Dans les premiers jours de mai, j’envoyai une escouade sur la route de Kanyoka, pour avoir des nouvelles des deux bandes que nous attendions toujours. L’escouade revint, ne sachant rien des absents, et rapportant que, sur la route qu’elle avait prise, tout le pays était dévasté par Kassonngo et par Coïmbra. En plus d’un endroit les cases avaient été incendiées, les hommes tués, les femmes et les enfants capturés.

Aucun village n’est assuré contre la destruction ; l’exemple suivant en est la preuve. Un chef vient lui-même apporter le tribut annuel. Kassonngo se montre fort satisfait ; en témoignage de son contentement, il dit au chef qu’il veut le conduire chez lui et voir ses administrés.

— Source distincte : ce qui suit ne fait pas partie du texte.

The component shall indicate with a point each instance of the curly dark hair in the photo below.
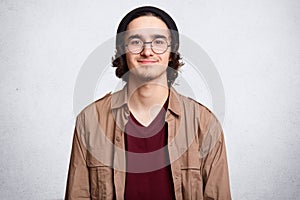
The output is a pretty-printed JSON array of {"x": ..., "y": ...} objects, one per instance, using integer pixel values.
[{"x": 119, "y": 60}]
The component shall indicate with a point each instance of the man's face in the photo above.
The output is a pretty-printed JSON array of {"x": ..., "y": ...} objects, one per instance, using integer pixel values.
[{"x": 147, "y": 65}]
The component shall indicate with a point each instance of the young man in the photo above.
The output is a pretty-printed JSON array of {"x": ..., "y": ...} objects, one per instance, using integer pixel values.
[{"x": 146, "y": 141}]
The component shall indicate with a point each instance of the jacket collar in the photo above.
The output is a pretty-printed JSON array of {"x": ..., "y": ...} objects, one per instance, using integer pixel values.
[{"x": 120, "y": 99}]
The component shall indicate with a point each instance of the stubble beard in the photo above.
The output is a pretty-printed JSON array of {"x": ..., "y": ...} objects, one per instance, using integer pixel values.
[{"x": 146, "y": 74}]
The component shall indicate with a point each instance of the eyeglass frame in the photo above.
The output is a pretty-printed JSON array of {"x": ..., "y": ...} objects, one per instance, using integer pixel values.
[{"x": 144, "y": 44}]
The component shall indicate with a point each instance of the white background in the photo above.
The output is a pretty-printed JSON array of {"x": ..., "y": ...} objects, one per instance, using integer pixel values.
[{"x": 254, "y": 45}]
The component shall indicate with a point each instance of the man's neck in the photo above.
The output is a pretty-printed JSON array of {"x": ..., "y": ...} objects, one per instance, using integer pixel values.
[{"x": 146, "y": 99}]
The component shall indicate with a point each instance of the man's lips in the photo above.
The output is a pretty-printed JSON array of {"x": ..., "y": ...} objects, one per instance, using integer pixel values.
[{"x": 147, "y": 61}]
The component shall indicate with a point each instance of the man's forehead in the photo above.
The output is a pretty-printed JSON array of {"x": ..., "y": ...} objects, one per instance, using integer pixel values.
[{"x": 148, "y": 32}]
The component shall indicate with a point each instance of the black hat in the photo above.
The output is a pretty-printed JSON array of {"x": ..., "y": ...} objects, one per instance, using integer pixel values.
[{"x": 141, "y": 11}]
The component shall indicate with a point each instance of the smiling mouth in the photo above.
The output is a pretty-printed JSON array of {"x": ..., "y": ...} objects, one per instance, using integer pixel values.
[{"x": 147, "y": 61}]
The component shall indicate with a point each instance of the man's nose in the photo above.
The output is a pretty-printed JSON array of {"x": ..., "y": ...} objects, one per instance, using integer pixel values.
[{"x": 147, "y": 49}]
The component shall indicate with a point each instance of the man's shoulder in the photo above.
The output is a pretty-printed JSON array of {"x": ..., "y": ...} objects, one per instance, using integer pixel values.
[
  {"x": 191, "y": 101},
  {"x": 202, "y": 109}
]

Ils partent ; le roi demeure bienveillant pendant toute la route ; mais à peine a-t-on aperçu les premières maisons, que des soldats entourent la place ; le chef est saisi, et, à la nuit close, se voit contraint par les gens de Kassonngo de mettre le feu au village ; après quoi il est massacré.

Les malheureux habitants, qui, fuyant l’incendie, se précipitèrent dans la jungle, y trouvèrent une embuscade. Les hommes furent tués, les femmes allèrent grossir les rangs des esclaves du harem.

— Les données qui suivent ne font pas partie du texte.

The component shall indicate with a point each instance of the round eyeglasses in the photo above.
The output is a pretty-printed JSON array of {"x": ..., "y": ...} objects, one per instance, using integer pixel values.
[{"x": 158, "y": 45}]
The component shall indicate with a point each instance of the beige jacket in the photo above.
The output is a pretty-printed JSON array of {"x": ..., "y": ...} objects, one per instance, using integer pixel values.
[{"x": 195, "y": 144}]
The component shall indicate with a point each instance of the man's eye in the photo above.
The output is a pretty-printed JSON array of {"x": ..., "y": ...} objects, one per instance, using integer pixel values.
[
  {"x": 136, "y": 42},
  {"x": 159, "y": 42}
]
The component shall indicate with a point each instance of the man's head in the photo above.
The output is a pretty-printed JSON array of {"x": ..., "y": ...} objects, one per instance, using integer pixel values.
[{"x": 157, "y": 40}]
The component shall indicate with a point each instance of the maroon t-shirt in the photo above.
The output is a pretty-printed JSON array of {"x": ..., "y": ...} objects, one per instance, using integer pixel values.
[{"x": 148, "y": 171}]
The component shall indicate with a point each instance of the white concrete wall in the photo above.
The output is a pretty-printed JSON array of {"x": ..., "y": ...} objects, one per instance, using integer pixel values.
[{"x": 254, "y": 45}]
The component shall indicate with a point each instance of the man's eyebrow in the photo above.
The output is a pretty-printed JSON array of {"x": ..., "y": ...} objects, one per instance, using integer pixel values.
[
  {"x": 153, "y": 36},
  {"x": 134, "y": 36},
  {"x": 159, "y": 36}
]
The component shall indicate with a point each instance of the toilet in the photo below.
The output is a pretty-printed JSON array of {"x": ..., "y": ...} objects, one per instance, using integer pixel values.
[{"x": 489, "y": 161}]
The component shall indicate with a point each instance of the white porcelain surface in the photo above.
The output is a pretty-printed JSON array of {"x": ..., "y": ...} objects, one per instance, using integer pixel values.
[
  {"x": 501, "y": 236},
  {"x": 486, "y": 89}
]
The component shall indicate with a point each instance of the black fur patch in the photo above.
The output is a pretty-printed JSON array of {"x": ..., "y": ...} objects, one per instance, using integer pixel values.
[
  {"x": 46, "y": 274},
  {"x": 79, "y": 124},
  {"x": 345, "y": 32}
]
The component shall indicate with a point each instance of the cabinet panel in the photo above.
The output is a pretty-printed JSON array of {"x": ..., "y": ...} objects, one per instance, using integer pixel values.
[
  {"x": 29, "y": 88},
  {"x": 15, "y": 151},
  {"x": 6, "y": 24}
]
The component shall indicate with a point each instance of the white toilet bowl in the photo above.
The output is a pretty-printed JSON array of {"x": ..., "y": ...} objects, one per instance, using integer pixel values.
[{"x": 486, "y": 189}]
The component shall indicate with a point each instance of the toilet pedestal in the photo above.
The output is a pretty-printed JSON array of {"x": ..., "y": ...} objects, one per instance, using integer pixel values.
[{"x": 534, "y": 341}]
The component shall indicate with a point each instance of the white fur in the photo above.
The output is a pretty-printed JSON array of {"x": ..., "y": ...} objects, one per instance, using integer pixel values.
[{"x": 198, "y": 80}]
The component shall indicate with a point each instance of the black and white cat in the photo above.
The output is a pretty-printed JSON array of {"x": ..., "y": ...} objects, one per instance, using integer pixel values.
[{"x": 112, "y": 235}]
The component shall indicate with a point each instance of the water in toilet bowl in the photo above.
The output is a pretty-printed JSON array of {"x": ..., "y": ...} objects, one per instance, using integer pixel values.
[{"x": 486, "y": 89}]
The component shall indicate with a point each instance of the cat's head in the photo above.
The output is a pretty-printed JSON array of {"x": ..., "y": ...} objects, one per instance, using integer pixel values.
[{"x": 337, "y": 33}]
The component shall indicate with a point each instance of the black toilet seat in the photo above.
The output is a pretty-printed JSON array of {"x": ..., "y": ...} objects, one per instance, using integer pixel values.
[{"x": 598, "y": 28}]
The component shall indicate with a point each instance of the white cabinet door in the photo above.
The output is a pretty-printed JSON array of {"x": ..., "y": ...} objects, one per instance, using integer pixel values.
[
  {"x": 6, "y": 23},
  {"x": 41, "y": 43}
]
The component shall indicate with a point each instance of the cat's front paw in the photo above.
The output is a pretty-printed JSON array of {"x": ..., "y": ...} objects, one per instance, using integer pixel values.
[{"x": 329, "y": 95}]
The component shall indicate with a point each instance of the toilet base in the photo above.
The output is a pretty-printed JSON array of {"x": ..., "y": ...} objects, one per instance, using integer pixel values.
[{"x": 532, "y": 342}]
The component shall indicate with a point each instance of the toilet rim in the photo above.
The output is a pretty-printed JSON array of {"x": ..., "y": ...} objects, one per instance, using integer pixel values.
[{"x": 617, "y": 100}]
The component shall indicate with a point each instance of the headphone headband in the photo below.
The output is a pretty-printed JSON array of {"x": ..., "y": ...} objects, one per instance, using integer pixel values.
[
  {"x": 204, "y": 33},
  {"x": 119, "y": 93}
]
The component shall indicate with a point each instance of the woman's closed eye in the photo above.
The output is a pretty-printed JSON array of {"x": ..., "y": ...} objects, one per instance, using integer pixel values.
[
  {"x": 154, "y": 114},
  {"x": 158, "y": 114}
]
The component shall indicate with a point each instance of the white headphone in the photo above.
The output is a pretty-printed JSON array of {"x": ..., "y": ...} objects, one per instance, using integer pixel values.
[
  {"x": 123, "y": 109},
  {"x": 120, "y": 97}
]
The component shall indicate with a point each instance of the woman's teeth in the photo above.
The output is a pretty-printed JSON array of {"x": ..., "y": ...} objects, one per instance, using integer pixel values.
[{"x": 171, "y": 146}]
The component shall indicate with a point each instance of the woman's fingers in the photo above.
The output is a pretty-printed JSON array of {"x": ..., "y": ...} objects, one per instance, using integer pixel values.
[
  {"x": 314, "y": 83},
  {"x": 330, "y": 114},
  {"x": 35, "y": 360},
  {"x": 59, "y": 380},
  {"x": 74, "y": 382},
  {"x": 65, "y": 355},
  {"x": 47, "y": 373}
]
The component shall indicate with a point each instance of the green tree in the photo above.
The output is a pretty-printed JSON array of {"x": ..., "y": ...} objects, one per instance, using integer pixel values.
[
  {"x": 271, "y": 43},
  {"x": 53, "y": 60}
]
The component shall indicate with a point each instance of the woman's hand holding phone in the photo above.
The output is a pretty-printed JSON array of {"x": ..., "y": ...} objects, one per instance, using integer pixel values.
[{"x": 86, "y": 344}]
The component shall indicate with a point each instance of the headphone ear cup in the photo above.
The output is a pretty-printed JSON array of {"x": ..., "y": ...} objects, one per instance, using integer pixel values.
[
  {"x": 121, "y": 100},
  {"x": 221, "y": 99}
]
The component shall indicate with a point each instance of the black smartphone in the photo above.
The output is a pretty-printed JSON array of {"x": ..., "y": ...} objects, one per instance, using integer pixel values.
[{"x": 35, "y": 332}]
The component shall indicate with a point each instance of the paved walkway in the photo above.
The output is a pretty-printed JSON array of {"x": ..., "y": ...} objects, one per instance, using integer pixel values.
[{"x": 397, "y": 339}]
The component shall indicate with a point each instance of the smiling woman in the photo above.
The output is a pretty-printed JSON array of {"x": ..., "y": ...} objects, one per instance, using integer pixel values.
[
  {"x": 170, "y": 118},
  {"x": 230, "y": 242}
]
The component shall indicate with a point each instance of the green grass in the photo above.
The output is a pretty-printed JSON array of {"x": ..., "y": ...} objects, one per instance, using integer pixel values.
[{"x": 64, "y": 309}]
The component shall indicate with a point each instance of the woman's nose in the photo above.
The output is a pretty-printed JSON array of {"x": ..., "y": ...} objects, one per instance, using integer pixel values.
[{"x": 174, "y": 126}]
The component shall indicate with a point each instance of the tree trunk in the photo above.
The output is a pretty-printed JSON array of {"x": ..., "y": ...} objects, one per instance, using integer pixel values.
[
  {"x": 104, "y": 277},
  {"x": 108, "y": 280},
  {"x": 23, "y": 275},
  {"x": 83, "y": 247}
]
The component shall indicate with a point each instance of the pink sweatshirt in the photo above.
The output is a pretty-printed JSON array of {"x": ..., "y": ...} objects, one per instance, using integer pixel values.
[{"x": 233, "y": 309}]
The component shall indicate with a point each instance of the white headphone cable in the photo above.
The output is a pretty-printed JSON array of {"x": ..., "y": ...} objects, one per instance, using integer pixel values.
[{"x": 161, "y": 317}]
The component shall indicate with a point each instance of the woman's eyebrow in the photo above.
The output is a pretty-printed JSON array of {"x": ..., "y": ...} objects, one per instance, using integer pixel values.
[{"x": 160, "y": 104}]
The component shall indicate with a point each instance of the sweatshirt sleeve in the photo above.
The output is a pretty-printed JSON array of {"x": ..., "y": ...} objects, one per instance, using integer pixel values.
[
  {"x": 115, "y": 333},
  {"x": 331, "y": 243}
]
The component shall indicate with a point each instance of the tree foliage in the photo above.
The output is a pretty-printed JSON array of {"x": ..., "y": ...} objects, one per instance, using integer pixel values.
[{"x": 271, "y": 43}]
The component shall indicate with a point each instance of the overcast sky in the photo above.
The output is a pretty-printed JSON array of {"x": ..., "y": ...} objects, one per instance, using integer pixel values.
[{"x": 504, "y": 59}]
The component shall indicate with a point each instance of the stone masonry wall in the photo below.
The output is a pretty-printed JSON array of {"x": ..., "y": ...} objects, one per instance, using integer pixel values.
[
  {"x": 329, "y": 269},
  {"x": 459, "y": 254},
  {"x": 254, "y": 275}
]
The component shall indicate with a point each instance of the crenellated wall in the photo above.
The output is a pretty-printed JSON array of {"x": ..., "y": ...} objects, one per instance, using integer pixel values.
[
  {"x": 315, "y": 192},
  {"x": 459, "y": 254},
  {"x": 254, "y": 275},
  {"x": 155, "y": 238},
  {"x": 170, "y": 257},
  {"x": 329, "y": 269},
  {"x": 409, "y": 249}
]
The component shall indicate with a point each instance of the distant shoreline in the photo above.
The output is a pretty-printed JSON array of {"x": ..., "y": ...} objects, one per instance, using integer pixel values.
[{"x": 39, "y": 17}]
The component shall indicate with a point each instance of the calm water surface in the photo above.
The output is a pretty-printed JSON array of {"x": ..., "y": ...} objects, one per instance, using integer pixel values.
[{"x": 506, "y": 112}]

Sous la double influence de la bière et du chanvre, qu’il boit et qu’il fume avec excès, Kassonngo agit en forcené, faisant mutiler ou mettre à mort indistinctement quiconque se trouve auprès de lui dans ses accès de délire.

Peu de temps après le retour de mon escouade, des hommes du Lovalé, qui avaient été en maraude du côté de Kanyoka, nous apprirent que nos deux bandes étaient dans ce dernier village, et ne pensaient pas à revenir. Il y avait plus d’un mois que la dernière de ces bandes était allée chercher l’autre. Mon impatience grandissait de jour en jour. Je n’osais pas faire la moindre excursion : si j’avais quitté mes ballots un instant, j’aurais été volé, et il me restait bien juste de quoi atteindre le premier comptoir portugais.